Friday Ephemera
For when there’s a fire in a girls’ college dormitory. // Bubbles + ferrofluid + magnetism. // A sonar glove for blind people. // Government plus booze machines, what could possibly go wrong? (h/t, The Thin Man) // For surfers who don’t like getting wet. // Porcelain flowers. // Vespa sculptures. // Post-it note warfare. // The Phil Collins weather report. // Now that’s a cloud. // Additional digits. // A chart of time spent using Tupperware. // Cockatoo versus laser pointer. // Postmodern pizza. // National parks, seen from space. // Superheroes over 40. // And it’s probably best not to buy your electronic goods in a McDonald’s car park.
For when there’s a fire in a girls’ college dormitory.
So more haste is actually more speed.
David, the perfect example of taxpayer-funded ‘art’.
http://www.artinfo.com/news/story/38506/cash-is-auctioned-as-art-in-australia-and-everyone-loses-money/
Min,
“…the perfect example of taxpayer-funded ‘art’.”
What’s interesting is that the artist and his admirers would have us believe that this kind of derivative flummery “explores the tension between economic value and cultural value,” etc., and is therefore, somehow, socially beneficial. He and his peers are making us better people because they’re so insightful and wise. Again, it’s a form of overlording.
In fact, the artist is inadvertently telling us something else entirely, something more prosaic. Say, regarding opportunist parasites and the need to cut their funding.
Government plus booze machines, what could possibly go wrong?
Tsk. You should trust the state, David. They’re good people and they mean well.
Love the video of the Hamboards gliding down the walkways of Huntington Beach. Such a contrast to the hyperactive skateboarders
Though, I’m surprised in the People’s Republic of CA, someone didn’t bust the kids for riding their long boards without shoes, pads and helmets.
Confession, growing up in SoCal, Huntington was the summer hangout of my youth.
Re the ferro-magnetic bubbles. I see my dream about time-lapse bovine farts in IR is approaching. The future will be sweet…
-S
The firefighters are from Russia I think.
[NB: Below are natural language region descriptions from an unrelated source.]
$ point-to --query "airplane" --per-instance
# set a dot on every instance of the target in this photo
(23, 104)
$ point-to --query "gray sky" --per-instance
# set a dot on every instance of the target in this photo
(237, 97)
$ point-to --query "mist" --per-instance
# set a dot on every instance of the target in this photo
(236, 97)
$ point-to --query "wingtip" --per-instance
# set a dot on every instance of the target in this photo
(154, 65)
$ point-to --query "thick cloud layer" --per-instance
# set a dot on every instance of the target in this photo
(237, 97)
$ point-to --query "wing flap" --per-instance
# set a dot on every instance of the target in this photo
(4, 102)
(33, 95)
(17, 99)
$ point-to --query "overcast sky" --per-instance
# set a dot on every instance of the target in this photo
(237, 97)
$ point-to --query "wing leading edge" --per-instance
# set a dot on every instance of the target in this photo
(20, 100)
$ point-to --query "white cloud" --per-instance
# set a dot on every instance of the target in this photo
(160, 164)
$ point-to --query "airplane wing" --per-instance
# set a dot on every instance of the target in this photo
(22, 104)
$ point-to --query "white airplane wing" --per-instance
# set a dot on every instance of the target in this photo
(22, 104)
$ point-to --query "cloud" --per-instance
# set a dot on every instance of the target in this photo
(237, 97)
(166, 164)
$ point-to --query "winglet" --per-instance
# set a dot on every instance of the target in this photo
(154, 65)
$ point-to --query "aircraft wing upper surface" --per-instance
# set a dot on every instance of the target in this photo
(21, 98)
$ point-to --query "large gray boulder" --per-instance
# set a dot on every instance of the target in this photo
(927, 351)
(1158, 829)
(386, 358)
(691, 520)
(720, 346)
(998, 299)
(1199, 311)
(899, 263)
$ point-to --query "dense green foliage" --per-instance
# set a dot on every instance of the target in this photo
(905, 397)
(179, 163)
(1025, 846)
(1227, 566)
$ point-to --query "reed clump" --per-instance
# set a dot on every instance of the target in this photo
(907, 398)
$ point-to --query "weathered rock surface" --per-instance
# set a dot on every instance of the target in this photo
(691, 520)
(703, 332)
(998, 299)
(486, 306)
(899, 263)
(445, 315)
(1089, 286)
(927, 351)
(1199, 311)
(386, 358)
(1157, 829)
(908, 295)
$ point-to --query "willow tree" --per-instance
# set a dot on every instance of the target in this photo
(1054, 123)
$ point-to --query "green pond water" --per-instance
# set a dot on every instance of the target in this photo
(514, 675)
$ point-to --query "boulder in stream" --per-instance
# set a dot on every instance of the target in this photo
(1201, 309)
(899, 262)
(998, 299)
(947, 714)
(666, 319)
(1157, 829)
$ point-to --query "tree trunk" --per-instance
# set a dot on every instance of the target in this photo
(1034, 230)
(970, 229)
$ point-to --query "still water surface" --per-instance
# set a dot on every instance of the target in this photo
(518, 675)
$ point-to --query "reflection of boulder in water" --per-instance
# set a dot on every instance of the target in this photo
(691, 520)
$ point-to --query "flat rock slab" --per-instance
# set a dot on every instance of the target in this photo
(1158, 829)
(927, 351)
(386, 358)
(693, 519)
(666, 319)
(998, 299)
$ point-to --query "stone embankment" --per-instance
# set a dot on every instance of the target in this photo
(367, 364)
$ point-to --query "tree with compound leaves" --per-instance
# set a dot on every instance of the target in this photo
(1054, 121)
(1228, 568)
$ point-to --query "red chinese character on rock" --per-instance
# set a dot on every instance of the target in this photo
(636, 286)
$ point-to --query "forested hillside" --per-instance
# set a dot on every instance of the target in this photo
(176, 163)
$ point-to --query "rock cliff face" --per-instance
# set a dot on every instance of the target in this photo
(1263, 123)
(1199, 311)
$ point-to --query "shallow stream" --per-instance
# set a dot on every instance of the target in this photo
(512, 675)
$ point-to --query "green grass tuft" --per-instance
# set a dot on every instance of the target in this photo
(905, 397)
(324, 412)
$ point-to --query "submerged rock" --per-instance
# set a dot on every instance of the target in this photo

Impressive displays of reckless bravado are not uncommon there.
Another item on the arts – while the intellectuals can’t create art that we appreciate, they can certainly try to disrupt art that we do appreciate instead;
http://www.youtube.com/watch?v=zrjvUkt7zKA
I guess this is transgressive or subversive in some way or another…
-S
Simen,
You have to wonder what kind of public reaction the protestors hoped to elicit. Did they imagine that 5,600 people would suddenly sympathise with their cause, such as it is? Didn’t they grasp that almost everyone whose evening they’d disrupted – in person and listening at home – would regard them with anger and detestation? Given that the protestors almost certainly regard themselves as “intellectuals,” you’d think they might have considered this. You’d think they might have registered the unflattering precedents of their behaviour and its ugly symbolism. Unless, of course, they’re narcissists as well as moral cretins, and simply believed that their egos should be heard above and beyond all else.
The PSC’s stunt at the Proms disgusted me, as it was basically an act of naked bigotry. Their stance is not one of ‘Protest against the Israeli government’s policy towards Palestinians’, but one of ‘Shun any contact whatsoever with Israeli citizens’. It is a blatantly racist attitude, and one which is surprisingly common in academia.
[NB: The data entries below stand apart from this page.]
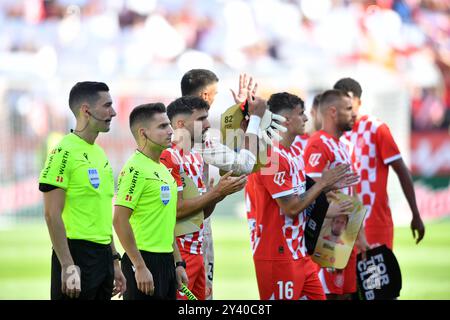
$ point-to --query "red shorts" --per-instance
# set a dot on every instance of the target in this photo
(288, 280)
(195, 270)
(380, 235)
(340, 281)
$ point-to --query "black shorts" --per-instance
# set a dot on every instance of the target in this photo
(162, 268)
(97, 271)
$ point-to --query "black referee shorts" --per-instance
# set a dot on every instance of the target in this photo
(97, 271)
(162, 268)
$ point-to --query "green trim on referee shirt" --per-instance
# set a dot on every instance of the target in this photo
(84, 172)
(150, 191)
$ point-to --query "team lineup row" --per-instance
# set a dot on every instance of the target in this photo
(165, 197)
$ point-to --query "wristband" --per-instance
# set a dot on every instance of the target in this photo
(253, 124)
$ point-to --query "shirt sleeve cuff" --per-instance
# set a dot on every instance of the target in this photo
(314, 174)
(392, 159)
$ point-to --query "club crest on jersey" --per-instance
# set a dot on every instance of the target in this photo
(165, 194)
(279, 178)
(314, 159)
(94, 178)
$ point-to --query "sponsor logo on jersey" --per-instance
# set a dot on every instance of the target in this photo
(279, 178)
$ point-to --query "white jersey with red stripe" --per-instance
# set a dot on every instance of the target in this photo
(323, 148)
(277, 236)
(191, 163)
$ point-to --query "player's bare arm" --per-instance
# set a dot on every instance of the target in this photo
(120, 283)
(417, 226)
(144, 278)
(54, 201)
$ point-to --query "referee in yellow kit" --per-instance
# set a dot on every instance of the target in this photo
(78, 186)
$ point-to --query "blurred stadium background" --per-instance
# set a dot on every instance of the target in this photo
(399, 50)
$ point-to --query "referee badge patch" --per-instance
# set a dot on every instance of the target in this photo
(94, 178)
(165, 194)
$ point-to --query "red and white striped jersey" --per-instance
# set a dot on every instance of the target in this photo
(374, 149)
(323, 148)
(191, 164)
(277, 236)
(301, 141)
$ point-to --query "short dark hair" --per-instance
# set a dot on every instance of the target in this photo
(330, 97)
(144, 112)
(284, 101)
(186, 105)
(316, 101)
(349, 85)
(86, 91)
(195, 80)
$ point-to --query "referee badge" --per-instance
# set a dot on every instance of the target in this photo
(165, 194)
(94, 178)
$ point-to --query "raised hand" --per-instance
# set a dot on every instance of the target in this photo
(144, 280)
(340, 208)
(246, 87)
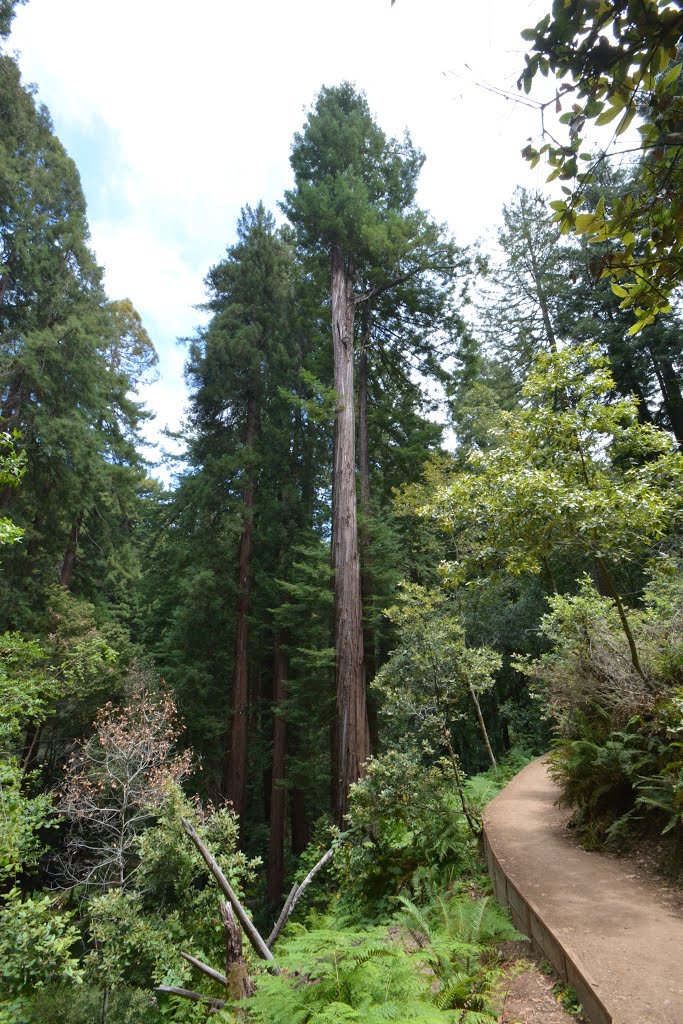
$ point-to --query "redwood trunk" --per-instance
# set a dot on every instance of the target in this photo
(351, 717)
(300, 830)
(670, 386)
(366, 566)
(235, 775)
(69, 562)
(278, 791)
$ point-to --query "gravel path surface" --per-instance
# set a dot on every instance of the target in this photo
(630, 939)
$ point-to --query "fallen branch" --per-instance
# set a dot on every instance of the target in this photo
(250, 930)
(216, 975)
(294, 895)
(186, 993)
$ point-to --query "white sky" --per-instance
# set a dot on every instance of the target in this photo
(177, 115)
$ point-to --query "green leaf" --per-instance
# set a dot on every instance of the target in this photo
(609, 115)
(670, 78)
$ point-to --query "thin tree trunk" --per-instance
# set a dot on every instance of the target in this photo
(69, 562)
(366, 556)
(541, 293)
(609, 590)
(300, 832)
(278, 791)
(235, 771)
(351, 713)
(482, 728)
(475, 826)
(670, 386)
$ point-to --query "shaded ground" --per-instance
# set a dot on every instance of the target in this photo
(623, 925)
(528, 994)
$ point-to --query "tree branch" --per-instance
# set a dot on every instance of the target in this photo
(250, 929)
(294, 895)
(209, 971)
(187, 993)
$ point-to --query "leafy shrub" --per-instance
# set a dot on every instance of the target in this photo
(630, 780)
(36, 948)
(58, 1005)
(403, 822)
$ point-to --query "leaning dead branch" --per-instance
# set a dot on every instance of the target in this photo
(294, 895)
(205, 969)
(187, 993)
(250, 929)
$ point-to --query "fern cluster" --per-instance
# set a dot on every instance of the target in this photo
(628, 780)
(337, 974)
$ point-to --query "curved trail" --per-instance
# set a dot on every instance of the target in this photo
(612, 928)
But what was heartening was the audience’s response. Complete rejection of the protesters, and fervent applause for the IPO at the concert’s end. It does reassure me that outside the fringes of the so-called ‘intellectual’ world, my fellow citizens are broadly speaking honourable people, and they will recognise and reject brownshirt thuggery when they see it.
The PSC crowd – and the BDS movement – have tried to present Israel as the moral equivalent of apartheid South Africa, but despite all their efforts they have failed utterly, not least because people recognise that the comparison is an absurd one (Hamas, for starters, is not the ANC). Compare the reaction of the Proms crowd to the ‘Free Nelson Mandela’ concert. The anti-apartheid cause was one with which any decent individual would automatically associate himself or herself. But the anti-Israel cause is the sole preserve of a clique of white elitists (with their echo chamber in the Graun, Indie and the Beeb) and Islamist radicals. They are basically today’s equivalent of the ‘Monday Club’ and the other far-right apologists for South Africa in the 1970s and the 1980s, insofar as their views have no appeal beyond their immediate circle.
sackcloth,
“But what was heartening was the audience’s response. Complete rejection of the protesters, and fervent applause for the IPO at the concert’s end.”
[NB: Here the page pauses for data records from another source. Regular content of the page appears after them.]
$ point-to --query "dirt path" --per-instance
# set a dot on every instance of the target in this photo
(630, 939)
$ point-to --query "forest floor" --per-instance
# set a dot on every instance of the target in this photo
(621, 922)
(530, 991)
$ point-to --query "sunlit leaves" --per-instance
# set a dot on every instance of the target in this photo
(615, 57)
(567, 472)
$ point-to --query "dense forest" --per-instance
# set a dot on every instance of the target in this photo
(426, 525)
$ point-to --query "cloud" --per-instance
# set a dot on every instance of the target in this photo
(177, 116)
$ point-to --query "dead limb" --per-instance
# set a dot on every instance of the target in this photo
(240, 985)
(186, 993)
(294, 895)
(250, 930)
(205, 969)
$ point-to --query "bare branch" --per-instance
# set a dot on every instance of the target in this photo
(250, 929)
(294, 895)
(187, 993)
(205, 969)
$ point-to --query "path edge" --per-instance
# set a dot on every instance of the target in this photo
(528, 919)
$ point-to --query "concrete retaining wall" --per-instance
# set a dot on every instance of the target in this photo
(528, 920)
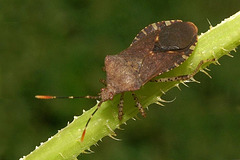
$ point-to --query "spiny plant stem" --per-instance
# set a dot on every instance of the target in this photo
(66, 144)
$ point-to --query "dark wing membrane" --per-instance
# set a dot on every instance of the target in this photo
(152, 28)
(173, 46)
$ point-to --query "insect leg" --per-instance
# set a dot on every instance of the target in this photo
(120, 107)
(85, 128)
(103, 81)
(138, 104)
(183, 77)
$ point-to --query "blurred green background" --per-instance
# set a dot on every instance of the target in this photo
(58, 47)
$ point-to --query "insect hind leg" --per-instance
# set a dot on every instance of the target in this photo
(120, 107)
(183, 77)
(138, 105)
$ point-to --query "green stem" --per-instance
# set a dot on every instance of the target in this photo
(216, 42)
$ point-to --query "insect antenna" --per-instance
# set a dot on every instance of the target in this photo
(65, 97)
(85, 128)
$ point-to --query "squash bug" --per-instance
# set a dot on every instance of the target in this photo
(158, 48)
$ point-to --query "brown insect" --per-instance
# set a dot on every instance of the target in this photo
(157, 49)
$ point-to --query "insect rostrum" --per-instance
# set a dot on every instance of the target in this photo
(157, 48)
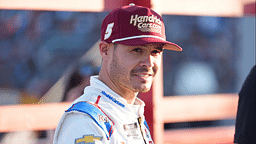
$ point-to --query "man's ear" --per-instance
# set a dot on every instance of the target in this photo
(104, 49)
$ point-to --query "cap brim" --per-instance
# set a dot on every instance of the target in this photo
(143, 41)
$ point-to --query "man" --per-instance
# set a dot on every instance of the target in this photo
(245, 121)
(109, 112)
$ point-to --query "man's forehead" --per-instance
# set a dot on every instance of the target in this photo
(153, 45)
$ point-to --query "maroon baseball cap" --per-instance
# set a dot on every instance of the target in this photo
(135, 25)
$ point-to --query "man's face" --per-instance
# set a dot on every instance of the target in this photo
(134, 67)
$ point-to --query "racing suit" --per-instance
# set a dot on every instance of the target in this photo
(101, 116)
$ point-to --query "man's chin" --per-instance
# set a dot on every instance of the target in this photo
(143, 88)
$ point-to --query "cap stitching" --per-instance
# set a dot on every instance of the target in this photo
(140, 36)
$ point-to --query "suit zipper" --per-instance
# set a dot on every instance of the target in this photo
(139, 121)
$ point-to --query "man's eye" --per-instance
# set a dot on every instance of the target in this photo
(156, 52)
(137, 50)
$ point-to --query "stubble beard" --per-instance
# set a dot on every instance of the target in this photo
(120, 77)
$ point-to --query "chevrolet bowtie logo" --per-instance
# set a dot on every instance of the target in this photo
(86, 139)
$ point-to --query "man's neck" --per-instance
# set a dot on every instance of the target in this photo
(126, 93)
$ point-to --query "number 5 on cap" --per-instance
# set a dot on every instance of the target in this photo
(108, 31)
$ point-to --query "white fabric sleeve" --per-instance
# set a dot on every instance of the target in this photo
(77, 126)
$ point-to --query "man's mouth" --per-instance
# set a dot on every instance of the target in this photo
(143, 74)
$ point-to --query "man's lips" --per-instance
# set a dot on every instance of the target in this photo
(143, 74)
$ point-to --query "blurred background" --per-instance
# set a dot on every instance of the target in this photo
(38, 47)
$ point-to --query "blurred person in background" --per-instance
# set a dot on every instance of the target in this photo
(245, 128)
(109, 112)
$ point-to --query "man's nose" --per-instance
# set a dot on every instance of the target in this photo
(147, 61)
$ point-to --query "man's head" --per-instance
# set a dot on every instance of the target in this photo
(133, 39)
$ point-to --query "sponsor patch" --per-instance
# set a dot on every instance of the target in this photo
(88, 139)
(103, 118)
(132, 131)
(112, 99)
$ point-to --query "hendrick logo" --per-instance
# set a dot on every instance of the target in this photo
(146, 23)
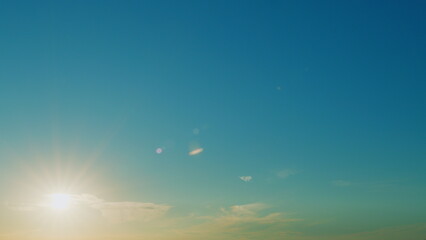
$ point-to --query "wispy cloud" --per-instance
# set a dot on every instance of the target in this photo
(114, 212)
(341, 183)
(246, 178)
(285, 173)
(196, 151)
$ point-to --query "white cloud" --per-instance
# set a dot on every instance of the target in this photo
(196, 151)
(341, 183)
(285, 173)
(246, 178)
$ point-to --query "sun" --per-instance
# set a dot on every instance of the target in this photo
(59, 201)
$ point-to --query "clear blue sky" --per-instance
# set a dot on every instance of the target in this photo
(322, 103)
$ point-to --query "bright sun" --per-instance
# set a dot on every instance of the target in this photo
(59, 201)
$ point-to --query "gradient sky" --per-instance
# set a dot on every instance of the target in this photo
(298, 120)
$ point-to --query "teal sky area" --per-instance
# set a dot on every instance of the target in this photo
(315, 110)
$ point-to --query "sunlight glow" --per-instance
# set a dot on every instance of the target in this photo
(59, 201)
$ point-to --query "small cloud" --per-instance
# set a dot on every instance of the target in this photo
(286, 173)
(341, 183)
(246, 178)
(159, 150)
(196, 151)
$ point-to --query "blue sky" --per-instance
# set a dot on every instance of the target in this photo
(322, 104)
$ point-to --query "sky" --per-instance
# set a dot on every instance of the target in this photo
(231, 120)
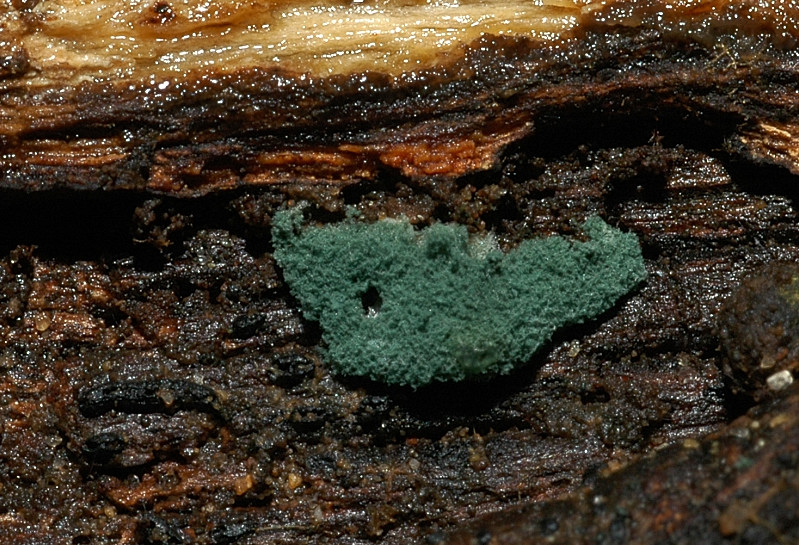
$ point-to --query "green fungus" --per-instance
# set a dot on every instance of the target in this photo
(409, 307)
It was as unambiguous a rebuttal as anyone could hope for. What I find interesting, though, is the bizarre mismatch between what the protestors presumably imagine they were communicating and what was actually being communicated. Perhaps they believe the audience’s unanimous contempt somehow confirms their own righteousness and daring.
I’m sure that the PSC crowd will find some way of ‘explaining’ their failure. ‘False consciousness’, Zionist sympathies etc.